新シリーズGHPでは、従来のフィンチューブ式熱交換器(以下FC熱交)を全面的にマイクロチャネル熱交(以下MC熱交)へ一新しました。新しく採用したMC熱交の伝熱管は、薄いアルミ材の中に数十個の毛細管があり、これを数百枚重ねて互いをアルミフィンでろう付けしています。冷媒が接触する表面積と、空気が接触する表面積が相互に増え、伝熱性能を向上させることができます(図3)。また各伝熱管の冷媒の流れを従来の水平から垂直にすることで冷媒の偏流を抑えられるようにしました。冷房時は冷媒流れが鉛直下方向となり、冷媒の凝縮にあわせて重力に逆らうことなく流れます(図4)。

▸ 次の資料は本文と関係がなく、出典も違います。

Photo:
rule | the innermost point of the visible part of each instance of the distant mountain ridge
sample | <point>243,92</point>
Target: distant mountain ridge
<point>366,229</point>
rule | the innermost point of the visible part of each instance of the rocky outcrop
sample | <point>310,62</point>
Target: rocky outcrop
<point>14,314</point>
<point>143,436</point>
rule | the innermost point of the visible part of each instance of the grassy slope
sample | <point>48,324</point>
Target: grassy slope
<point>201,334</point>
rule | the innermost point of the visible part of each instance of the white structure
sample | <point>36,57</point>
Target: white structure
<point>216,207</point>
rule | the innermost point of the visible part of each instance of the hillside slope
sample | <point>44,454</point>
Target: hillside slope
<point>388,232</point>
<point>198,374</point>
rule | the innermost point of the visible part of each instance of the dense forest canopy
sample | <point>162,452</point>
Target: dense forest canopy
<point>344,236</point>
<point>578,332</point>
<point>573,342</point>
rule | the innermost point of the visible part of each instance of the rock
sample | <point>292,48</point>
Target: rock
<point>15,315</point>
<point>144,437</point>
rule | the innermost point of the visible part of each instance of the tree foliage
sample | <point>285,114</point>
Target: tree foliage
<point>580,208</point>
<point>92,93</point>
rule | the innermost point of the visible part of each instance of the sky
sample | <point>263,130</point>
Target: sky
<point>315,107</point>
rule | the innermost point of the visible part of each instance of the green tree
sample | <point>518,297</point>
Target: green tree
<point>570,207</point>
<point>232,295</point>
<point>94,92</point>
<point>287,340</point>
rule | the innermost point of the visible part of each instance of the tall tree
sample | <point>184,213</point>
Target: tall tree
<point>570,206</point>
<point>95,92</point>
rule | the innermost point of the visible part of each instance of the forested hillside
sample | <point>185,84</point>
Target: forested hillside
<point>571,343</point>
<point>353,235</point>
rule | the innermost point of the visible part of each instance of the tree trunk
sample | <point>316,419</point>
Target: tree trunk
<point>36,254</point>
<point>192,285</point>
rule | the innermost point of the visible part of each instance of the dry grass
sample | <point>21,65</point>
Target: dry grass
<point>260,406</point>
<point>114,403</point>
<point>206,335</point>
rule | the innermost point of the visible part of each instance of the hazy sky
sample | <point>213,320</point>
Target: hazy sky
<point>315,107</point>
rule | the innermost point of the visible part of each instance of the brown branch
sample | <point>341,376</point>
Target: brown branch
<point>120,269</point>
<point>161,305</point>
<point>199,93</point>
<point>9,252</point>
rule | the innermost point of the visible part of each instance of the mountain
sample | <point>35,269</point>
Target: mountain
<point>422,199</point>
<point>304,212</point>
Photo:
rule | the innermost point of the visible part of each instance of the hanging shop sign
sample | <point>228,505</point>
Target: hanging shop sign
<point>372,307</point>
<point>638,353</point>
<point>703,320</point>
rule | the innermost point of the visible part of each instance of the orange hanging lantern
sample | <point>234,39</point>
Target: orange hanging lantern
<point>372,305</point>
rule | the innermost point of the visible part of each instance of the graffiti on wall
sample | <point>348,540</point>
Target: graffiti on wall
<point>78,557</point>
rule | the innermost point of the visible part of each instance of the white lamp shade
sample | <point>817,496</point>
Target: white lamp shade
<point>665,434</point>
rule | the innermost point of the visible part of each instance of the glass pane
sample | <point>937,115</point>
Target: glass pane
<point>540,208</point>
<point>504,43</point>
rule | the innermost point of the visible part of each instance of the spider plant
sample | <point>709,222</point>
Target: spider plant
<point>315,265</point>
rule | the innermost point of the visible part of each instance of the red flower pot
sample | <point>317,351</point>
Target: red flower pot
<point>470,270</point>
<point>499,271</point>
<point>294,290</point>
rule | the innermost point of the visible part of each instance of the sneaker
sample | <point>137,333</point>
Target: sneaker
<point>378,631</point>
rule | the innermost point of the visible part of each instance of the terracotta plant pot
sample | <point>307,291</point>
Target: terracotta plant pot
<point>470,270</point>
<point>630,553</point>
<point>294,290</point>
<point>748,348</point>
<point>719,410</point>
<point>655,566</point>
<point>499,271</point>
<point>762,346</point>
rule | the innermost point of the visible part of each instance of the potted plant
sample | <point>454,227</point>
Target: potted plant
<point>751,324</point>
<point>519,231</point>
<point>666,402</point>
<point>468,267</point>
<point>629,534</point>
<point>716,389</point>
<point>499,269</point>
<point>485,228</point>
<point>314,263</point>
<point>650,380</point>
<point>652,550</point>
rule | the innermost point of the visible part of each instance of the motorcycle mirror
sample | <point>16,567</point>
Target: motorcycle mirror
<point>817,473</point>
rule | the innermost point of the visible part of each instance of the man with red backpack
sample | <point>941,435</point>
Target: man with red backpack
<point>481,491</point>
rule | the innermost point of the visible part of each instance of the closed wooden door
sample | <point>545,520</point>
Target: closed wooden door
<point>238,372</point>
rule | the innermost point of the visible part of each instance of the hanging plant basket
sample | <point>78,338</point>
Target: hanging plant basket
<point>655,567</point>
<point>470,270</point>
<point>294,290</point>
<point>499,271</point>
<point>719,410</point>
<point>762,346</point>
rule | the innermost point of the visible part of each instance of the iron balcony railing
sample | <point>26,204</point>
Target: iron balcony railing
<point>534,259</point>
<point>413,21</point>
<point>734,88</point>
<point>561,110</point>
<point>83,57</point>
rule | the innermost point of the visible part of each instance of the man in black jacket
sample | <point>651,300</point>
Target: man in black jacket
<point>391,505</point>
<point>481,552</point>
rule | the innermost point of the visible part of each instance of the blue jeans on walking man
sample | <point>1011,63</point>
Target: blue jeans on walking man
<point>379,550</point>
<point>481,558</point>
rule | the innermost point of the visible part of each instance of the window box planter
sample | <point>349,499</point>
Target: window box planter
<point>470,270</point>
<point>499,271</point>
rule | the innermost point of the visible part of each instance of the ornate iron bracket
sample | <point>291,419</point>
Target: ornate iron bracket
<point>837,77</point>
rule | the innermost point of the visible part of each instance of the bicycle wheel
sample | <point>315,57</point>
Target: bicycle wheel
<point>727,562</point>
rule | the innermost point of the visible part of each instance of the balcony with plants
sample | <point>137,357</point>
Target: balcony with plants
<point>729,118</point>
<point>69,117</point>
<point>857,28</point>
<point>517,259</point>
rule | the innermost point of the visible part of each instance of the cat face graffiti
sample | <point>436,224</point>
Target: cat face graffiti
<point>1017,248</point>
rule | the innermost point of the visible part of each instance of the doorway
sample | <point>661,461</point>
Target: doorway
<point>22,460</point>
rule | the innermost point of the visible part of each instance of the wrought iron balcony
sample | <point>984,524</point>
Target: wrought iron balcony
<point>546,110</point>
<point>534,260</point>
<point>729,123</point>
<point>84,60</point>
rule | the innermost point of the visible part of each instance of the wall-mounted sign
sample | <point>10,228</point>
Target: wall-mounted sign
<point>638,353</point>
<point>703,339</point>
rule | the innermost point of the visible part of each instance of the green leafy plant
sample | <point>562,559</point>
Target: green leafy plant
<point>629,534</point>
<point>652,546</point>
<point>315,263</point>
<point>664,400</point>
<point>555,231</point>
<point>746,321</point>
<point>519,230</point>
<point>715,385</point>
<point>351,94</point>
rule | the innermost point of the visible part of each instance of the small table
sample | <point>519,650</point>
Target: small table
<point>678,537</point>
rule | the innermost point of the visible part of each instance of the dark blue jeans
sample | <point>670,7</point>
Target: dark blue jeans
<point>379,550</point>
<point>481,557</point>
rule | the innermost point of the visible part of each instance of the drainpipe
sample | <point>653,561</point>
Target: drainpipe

図3.マイクロチャネル熱交換器とフィンチューブ熱交換器の構造比較
図3.マイクロチャネル熱交換器とフィンチューブ熱交換器の構造比較
図4.熱交換器伝熱管の冷媒の流れ
図4.熱交換器伝熱管の冷媒の流れ

これらの技術の採用により伝熱性能の向上を果たし、図5に示すように空調効率の指標APFp※2を従来機Kシリーズ比で最大15%の大幅な効率向上を達成しました。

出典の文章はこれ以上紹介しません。